When this new task runs, the following occurs:

The app container waits for the "data" container to be available
Once the "data" container is there, the app will mount the shared volume locally
Since the "data" container is not running a command, it gracefully exits and leaves all Task resources to the application container

What do we gain?

The main advantage is that our application should be much leaner, allowing for code changes to build faster. While dealing with small to medium images, a user is unlikely to notice a difference, here are some example times once we start increasing that size.

Size	Build time
150 MB	8.73s
750 MB	44.66s
2.25 GB	147.53s

Of course, each project should be evaluated separately based on their own build times and build frequencies. But if your static files are a significant portion of the container image, the cumulative effect can be game changing.

What is the cost?

First, let us mention what we are not sacrificing: application performance or scale-up time.

Here is an example of the results of load tests against the two setups, and regardless of file size, there was never an appreciable difference:

Load Test Results

For scale-up times, the multi-container setup showed no difference regardless of the size of the static files (tested from 80mb to 300mb)

The main cost comes from the added deployment complexity. There will now need to be a pipeline that has two repositories as inputs and several design questions follow from that:

How do you match environments in the pipelines? Does an application Staging environment use the "data" from Staging or Production?
Do you trigger full builds for changes to the "data" container? Do you have a different set of acceptance criteria?
Do we separate the "data" across multiple volumes? Does each volume get its own repository?

How these questions get answered can vary from project to project.

What about alternatives?

There are other ways to keep the application container lean, but this multi-container method compares favorably to those.

Mounting the static files with an EFS mount

With an EFS mount your entire ECS Task can be pared down to a lean container image, which would maximize the speed of Task scale-up. However, your Tasks now require reaching over a network to access their static files, which introduces I/O latency and transfer costs. Additionally, EFS itself is an opaque data source which requires extra steps to view and update files.
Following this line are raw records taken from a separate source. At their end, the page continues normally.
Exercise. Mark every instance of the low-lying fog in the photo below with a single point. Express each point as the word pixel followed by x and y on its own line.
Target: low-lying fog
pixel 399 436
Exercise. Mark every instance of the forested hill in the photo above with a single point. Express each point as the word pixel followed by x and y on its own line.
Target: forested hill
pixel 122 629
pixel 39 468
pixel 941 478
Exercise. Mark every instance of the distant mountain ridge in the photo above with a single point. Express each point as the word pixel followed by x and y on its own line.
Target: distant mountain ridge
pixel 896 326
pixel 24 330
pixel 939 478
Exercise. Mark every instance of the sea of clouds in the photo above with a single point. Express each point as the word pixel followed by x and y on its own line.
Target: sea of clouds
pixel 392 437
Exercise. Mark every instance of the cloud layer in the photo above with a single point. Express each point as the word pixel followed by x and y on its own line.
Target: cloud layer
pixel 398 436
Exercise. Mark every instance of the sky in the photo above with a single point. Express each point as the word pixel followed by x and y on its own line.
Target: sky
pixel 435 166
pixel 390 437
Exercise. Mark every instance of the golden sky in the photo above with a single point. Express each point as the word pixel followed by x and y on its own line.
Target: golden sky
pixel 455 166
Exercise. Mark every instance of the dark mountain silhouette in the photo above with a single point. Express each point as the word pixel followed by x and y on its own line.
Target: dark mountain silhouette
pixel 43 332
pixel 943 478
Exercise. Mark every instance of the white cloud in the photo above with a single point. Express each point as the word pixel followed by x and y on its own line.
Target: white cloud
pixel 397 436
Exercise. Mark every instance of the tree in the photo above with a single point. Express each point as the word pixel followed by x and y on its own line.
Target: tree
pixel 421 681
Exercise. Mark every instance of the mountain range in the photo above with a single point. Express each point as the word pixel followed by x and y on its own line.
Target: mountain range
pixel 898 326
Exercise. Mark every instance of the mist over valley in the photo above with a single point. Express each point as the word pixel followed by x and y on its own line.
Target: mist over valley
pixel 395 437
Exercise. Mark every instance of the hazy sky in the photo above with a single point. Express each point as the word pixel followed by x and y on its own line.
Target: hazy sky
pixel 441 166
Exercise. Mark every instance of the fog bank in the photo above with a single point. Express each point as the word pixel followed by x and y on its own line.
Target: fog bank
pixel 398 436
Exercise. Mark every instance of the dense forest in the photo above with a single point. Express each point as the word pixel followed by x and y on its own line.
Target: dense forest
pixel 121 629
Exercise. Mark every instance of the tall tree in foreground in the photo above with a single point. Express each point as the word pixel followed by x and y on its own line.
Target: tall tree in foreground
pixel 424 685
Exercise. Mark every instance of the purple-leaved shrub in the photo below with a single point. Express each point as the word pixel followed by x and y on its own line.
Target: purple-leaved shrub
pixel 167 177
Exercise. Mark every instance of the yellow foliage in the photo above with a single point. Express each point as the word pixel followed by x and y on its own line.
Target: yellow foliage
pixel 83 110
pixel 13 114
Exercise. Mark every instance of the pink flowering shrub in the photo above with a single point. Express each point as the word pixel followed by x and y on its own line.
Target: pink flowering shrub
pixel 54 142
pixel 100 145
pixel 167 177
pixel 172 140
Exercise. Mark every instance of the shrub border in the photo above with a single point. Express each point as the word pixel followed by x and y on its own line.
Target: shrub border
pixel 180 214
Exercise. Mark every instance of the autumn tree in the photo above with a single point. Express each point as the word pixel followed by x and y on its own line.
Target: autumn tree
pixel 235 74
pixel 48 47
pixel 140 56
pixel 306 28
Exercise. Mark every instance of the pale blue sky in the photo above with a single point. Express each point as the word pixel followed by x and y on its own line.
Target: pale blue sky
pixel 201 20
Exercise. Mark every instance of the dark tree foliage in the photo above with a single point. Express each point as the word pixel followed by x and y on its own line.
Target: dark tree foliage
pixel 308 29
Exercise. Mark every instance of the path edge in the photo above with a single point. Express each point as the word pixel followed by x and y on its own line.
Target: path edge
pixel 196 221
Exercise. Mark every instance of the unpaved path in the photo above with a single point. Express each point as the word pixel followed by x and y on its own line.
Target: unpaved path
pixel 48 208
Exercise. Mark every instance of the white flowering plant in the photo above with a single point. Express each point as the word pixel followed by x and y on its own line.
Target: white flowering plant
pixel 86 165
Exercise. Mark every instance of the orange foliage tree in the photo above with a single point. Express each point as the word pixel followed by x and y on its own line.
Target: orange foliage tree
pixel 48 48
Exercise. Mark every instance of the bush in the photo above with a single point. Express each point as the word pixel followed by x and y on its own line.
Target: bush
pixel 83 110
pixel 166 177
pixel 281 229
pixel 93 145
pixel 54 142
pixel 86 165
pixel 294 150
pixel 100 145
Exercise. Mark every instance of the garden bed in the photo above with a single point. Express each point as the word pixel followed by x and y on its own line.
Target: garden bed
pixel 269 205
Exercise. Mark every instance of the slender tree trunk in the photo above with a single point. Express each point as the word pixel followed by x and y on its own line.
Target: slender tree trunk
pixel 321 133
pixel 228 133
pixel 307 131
It has no built-in versioning/history like data in a repository would.

Using S3 as a store for static files

An S3 solution would require one of the following approaches:

pulling the static files into the application on demand, which would perform worse than EFS
redirecting to S3 directly, which requires a public facing bucket and is generally less flexible for coding the application

Wrap-up

Though this approach does require some refactoring of the application and build process, the downsides are limited. Ultimately, the scenario where this approach would add the most value is having a pipeline fast enough that our developers are watching the build actively instead of a pipeline that has them context switching to answering emails or other distractions. Even our DevOps processes must compete in the attention economy!